Jeff Till wrote:
> What advantages does TT offer beyond what perl already provides?  

As others have already pointed out, there's technically nothing that TT 
can do that Perl can't, given that TT is compiled to Perl code.

But there are things that TT makes easier...

> For example, we already have
> functions in a perl library called header() and footer() that will print out
> those components of the pages.  

The key benefit is that TT gives you an environment and language syntax 
which is better suited to programming presentation elements and doing
data formatting than Perl.

Consider the difference between this in Perl:
 
    print "<td><b>Name</b></td>\n";
    print "<td>$user->{name}</td>\n";

and the TT equivalent

    <td><b>Name</b></td>
    <td>[% user.name %]</td>

The latter is, to my eye at least, easier to read and understand.  
The document content is passed through as is, with the exception 
of the [% ... %] directives, of course.  There's no need for
print statements, quotes, escaping, \n newlines and so on.  
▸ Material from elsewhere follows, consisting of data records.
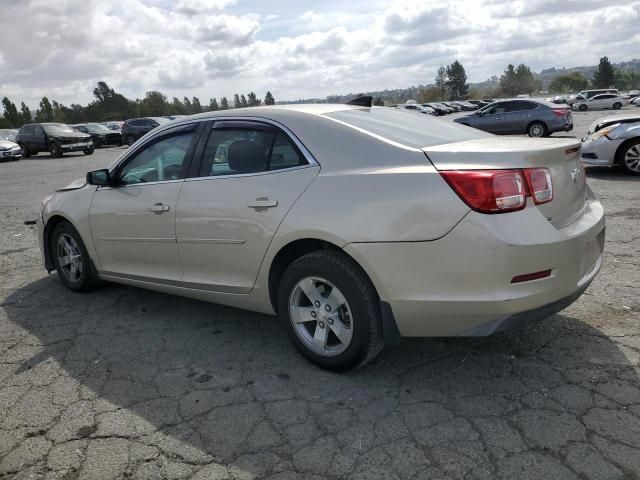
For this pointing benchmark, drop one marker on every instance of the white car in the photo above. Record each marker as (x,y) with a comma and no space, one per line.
(604,101)
(613,140)
(356,225)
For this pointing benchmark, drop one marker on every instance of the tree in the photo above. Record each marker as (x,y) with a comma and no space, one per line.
(604,76)
(441,82)
(457,80)
(252,100)
(45,112)
(508,81)
(25,116)
(11,114)
(195,105)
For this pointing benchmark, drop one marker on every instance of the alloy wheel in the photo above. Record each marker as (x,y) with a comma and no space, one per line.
(69,258)
(632,158)
(321,316)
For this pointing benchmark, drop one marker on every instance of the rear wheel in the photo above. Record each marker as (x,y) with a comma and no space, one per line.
(71,259)
(55,150)
(330,311)
(628,157)
(537,129)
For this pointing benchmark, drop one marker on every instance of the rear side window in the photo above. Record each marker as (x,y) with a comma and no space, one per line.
(406,128)
(237,151)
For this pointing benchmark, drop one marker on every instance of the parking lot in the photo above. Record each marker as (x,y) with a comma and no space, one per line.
(129,383)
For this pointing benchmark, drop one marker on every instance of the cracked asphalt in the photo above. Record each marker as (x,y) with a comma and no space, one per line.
(126,383)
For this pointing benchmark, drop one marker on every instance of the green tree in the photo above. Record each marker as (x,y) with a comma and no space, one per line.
(253,100)
(441,82)
(457,80)
(508,81)
(604,75)
(195,105)
(11,114)
(25,115)
(45,112)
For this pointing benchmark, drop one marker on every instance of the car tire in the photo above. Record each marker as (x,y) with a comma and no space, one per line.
(65,245)
(55,150)
(25,151)
(537,130)
(628,157)
(357,320)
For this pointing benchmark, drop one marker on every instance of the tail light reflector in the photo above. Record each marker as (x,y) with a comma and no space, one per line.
(489,191)
(500,191)
(540,186)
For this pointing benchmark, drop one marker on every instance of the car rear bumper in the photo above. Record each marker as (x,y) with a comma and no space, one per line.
(461,284)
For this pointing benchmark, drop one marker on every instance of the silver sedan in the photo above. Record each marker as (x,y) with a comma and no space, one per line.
(613,140)
(356,225)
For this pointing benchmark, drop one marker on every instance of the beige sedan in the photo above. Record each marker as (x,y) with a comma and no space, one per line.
(356,225)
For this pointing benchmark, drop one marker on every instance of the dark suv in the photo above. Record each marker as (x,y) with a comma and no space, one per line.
(55,138)
(135,128)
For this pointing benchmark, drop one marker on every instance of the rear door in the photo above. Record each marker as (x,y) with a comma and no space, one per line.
(249,176)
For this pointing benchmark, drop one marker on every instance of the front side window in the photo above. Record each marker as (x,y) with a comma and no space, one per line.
(161,161)
(237,151)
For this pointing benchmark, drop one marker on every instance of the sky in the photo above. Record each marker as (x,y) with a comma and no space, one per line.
(295,49)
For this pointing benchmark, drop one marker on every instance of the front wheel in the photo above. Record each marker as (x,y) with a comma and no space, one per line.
(331,311)
(71,259)
(629,157)
(537,129)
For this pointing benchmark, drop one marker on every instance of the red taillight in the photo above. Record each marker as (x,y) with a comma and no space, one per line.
(489,191)
(500,191)
(539,183)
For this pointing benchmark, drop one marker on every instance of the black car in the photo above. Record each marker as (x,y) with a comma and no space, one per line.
(135,128)
(100,134)
(55,138)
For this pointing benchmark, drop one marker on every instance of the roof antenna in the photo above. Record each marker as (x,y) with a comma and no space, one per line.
(361,101)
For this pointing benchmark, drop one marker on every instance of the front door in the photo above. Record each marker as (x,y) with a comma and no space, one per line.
(249,177)
(133,222)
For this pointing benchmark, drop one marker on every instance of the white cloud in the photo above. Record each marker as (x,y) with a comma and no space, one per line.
(295,49)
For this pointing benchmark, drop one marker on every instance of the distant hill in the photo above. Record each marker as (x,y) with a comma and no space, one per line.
(401,95)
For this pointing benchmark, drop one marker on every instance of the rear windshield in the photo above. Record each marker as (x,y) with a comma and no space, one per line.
(412,129)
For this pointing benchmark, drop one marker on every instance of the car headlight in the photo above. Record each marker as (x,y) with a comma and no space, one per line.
(604,132)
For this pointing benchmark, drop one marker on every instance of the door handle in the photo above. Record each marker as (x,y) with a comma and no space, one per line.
(159,208)
(262,203)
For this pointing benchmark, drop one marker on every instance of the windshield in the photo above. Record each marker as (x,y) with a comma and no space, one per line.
(58,128)
(97,128)
(406,128)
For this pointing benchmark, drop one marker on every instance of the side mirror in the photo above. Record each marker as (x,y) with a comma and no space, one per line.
(99,177)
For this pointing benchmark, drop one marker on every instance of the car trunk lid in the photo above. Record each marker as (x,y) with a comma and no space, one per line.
(560,156)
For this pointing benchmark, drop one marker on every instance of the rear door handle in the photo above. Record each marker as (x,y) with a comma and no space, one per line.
(262,203)
(159,208)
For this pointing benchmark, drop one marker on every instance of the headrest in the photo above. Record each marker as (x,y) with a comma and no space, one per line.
(247,157)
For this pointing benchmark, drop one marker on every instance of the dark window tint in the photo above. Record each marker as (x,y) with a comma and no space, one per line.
(161,161)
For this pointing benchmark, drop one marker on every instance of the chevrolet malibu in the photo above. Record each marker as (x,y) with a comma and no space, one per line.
(355,225)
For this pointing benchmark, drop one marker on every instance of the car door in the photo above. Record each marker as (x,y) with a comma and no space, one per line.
(249,176)
(133,221)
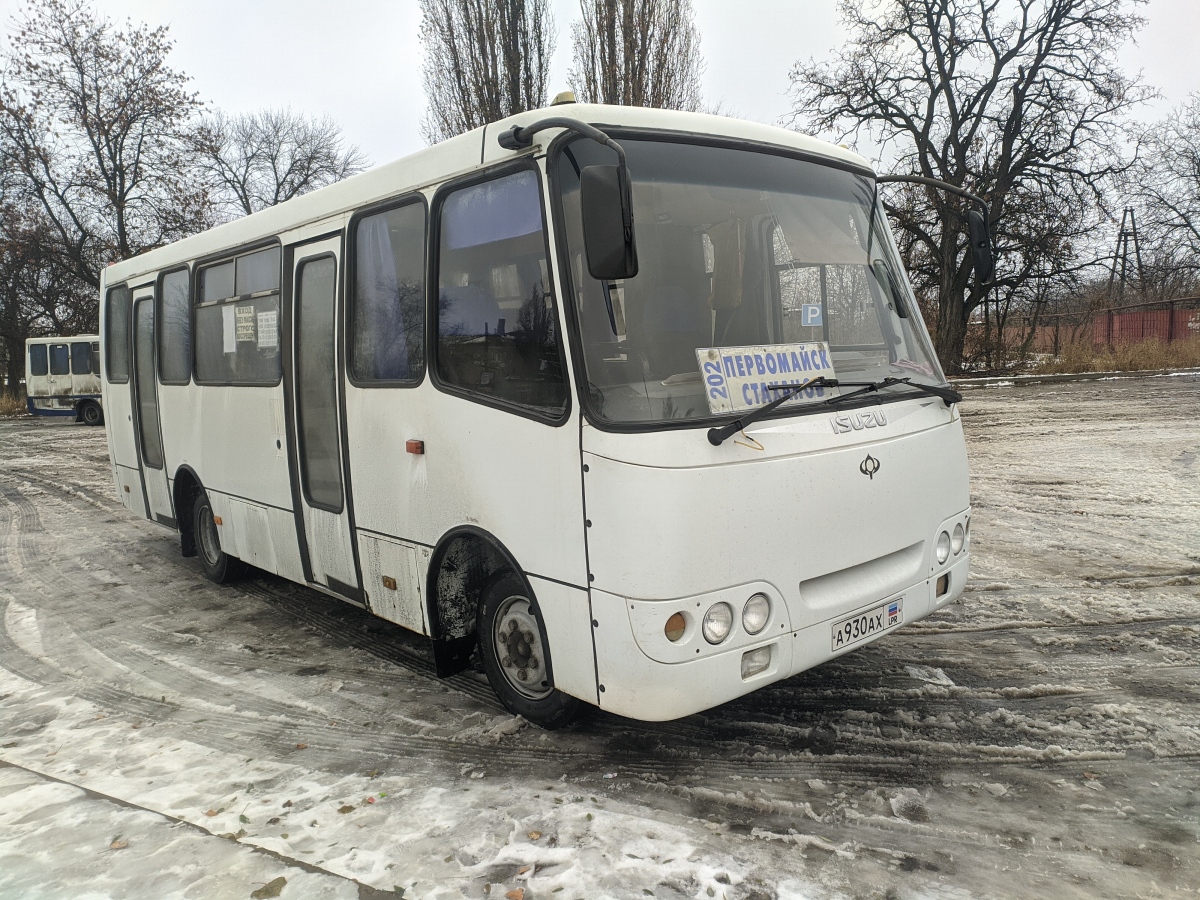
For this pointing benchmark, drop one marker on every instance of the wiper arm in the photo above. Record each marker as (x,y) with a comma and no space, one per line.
(719,436)
(948,395)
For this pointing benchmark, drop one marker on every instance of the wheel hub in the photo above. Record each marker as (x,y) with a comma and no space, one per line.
(520,648)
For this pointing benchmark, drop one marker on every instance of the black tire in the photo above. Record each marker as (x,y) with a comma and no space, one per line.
(509,610)
(90,413)
(219,565)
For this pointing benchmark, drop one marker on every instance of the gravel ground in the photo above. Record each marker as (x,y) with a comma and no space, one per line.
(165,737)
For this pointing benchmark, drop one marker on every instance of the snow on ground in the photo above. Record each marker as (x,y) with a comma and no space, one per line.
(1039,738)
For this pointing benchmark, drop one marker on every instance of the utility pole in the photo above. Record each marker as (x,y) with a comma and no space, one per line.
(1127,235)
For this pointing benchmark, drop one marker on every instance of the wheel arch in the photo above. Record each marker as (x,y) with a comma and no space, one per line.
(465,562)
(187,484)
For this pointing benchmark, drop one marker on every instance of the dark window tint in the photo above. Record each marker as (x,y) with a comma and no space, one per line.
(317,384)
(258,271)
(239,342)
(39,363)
(497,330)
(216,282)
(117,334)
(148,403)
(388,341)
(238,337)
(81,358)
(60,359)
(174,329)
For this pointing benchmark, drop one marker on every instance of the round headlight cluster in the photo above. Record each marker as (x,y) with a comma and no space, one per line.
(943,547)
(952,541)
(718,622)
(755,613)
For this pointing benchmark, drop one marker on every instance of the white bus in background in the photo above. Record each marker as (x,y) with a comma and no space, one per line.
(479,394)
(63,377)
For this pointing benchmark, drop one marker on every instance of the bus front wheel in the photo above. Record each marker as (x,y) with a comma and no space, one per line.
(516,655)
(219,565)
(91,413)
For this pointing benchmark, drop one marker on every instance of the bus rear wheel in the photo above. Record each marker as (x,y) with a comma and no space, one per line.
(516,655)
(91,413)
(219,567)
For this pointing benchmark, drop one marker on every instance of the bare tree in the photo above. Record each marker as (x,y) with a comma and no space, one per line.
(1019,101)
(257,160)
(94,120)
(484,60)
(637,53)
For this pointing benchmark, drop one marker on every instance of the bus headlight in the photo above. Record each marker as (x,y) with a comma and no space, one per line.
(718,622)
(755,613)
(943,547)
(958,539)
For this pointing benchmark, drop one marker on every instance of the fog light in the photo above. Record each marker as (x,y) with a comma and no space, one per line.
(718,622)
(755,613)
(755,661)
(676,625)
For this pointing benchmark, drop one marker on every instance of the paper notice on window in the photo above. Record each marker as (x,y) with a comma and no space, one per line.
(228,330)
(268,330)
(738,378)
(245,323)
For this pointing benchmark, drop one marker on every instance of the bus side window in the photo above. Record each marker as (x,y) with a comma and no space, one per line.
(117,335)
(39,363)
(388,305)
(60,359)
(498,334)
(238,321)
(174,329)
(81,358)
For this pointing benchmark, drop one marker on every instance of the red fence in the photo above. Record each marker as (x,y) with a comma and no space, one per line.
(1167,322)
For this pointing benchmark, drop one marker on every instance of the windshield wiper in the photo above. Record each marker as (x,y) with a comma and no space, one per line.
(718,436)
(948,395)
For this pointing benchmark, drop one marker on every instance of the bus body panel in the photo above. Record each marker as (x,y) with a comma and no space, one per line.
(511,477)
(665,533)
(61,394)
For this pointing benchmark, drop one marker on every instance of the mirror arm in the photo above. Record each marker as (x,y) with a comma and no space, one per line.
(520,137)
(943,186)
(935,183)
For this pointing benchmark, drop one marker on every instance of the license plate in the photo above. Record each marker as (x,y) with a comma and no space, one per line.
(867,625)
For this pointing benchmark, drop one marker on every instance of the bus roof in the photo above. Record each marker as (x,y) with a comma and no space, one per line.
(450,159)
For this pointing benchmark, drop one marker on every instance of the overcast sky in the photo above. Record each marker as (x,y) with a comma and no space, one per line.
(360,60)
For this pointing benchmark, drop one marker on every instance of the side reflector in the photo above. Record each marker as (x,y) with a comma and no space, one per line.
(676,625)
(755,661)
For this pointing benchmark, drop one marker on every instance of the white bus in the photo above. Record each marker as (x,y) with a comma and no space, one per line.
(438,390)
(63,377)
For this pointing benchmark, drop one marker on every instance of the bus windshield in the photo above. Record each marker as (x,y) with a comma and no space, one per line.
(754,270)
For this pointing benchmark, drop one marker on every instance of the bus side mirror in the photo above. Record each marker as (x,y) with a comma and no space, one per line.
(981,246)
(607,210)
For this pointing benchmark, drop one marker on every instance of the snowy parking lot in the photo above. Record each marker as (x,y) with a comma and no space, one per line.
(162,737)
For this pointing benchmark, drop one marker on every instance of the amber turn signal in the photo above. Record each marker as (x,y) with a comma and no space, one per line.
(676,625)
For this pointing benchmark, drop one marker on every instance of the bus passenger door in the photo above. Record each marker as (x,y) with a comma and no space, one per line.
(315,427)
(144,385)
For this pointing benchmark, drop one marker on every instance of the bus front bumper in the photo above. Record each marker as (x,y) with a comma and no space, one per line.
(695,676)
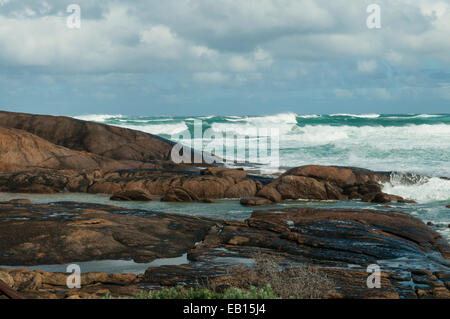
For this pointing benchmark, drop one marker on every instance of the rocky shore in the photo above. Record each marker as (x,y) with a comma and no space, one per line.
(46,155)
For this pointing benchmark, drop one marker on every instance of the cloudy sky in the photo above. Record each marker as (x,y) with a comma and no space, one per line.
(191,57)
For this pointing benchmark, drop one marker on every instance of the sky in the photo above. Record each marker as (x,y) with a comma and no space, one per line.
(224,57)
We're saying in the [% user.name %] directive that the user name is 
inserted here, but don't know or care if 'user' is a hash, in which 
case TT will insert the 'name' key, or if 'user' is an object, in 
which case TT will call the 'name()' method.  They are implementation
details which should quite rightly be left up to the application 
layer, i.e. the back-end Perl code.

This kind of abstraction, or to put it another way, this separation of 
concerns between the application programming layer and the presentation 
layer, is a Good Thing.  It allows you to change your implementation 
without affecting the presentation templates.  

Other useful features of TT, to me at least, are things like filters,
wrappers, plugins, iterators and virtual methods.  They generally 
don't provide anything sensational in terms of functionality, but
they're useful and generally easy to use with the minimum of syntax.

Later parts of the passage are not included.